WFUV explores the minor leaguers musical tastes
For the 12th straight year WFUV is taking a look at what life is like in the Short Season Single-A NY Penn League...a close-up view of the Baby Bombers and Junior Mets as they attempt to climb the ladder to Citi Field and Yankee Stadium. It's Brooklyn and Staten Island. It's the Cyclones and Yankees. It's Life in the Minors: How the Other Half Lives.
DJ Sixsmith - Brooklyn Cyclones Beat Reporter
54 years ago the musical group The Excellents created a song that has forever been synonymous with Brooklyn. Entitled Coney Island Baby, the doo-wop classic has made its way back to MCU Park this summer thanks to shortstop Phil Evans. After hearing the song one night, the 19-year old shortstop chose the tune as his walk up song.
But before getting to Brooklyn’s major league hopefuls, it is critical to first document the musical taste of skipper Rich Donnelly. While the manager never had the pleasure of choosing a walk up song during his playing days, Donnelly said if given the chance he would have picked something from The Temptations. Let’s just say that Donnelly was Phil Evans’ biggest fan when he decided to turn back the clock with his walk up song. The manager is not shy about his passion for doo wop.
Coney Island Baby is a far cry from the shortstop’s first walk up song Call Me Maybe. The hit by Canadian pop star Carly Rae Jepson has taken the country by storm over the past few months. In fact, Jepson’s jam has become a mainstay in the Brooklyn clubhouse as the team plays the song following each victory. Call Me Maybe is especially fitting for the Cyclones theme song considering the fact that Brooklyn infielder Jeff Reynolds was in the YouTube parity of the song that the Harvard baseball team put together.

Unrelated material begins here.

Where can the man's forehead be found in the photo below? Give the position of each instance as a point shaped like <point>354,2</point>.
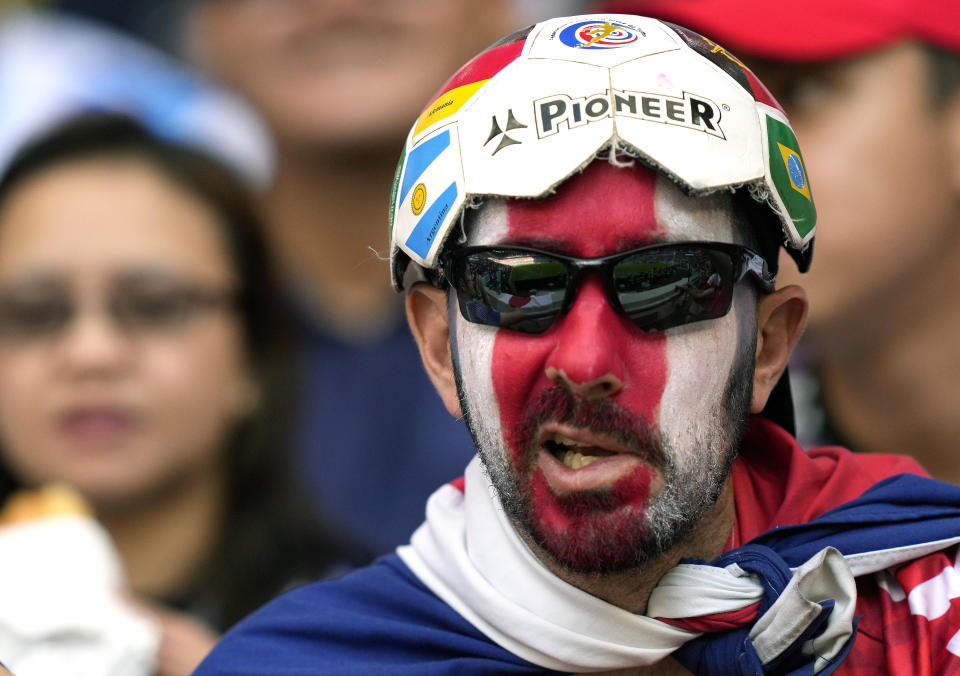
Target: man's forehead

After talking to the squad this week, it is clear that the choice of a walk up song is no easy task. Cyclones centerfielder Brandon Nimmo wanted to make sure that he picked a song that was truly representative of him which is why he went with Jason Aldean’s hit It’s My Kind of Party. While Nimmo admits the song is certainly stereotypical of his Wyoming country boy routs, the 2011 Mets first rounder feels as though Aldean’s song is a calming mechanism for him before stepping into the box. These minor leaguers may have some questionable musical likings, but the fact of the matter is that the walk up songs are working as the Cyclones are eight games over .500 and in first place in their division.
JT Mercurio - Staten Island Yankees Beat Reporter
The Staten Island Yankees clubhouse was quite the source of entertainment for this week’s installment of Life In The Minors. I’m not quite sure what it is, but something about music most certainly brings about change. Whether it’s a change in atmosphere or a change in mental state (yes, mental state), music is a key ingredient in the lives of the Baby Bombers.
While the Yanks might not have specific walk up songs before stepping into the batters box for each AB or before marching onto the pitchers mound for each inning, the players turn to music to help prepare themselves for the battle on the ball field that lies ahead. Some listen to certain songs to help clear their minds, some listen to certain music to simply “get pumped up”, and others listen to certain music because it pertains to a significant aspect of their life.
Music is something that truly unites the Baby Bombers. A common song that is listened to throughout the clubhouse is Carly Rae Jepsen’s Call Me Maybe. For some, “Call Me Maybe” is an overall favorite while, for others, it is more of a guilty pleasure. One thing is for certain, it’s catchy lyrics and tune definitely brings the club together.
When combined with sports (especially a passionate sport like baseball), music can be extremely powerful. The members of the Staten Island Yankees ball club can surely attest to that.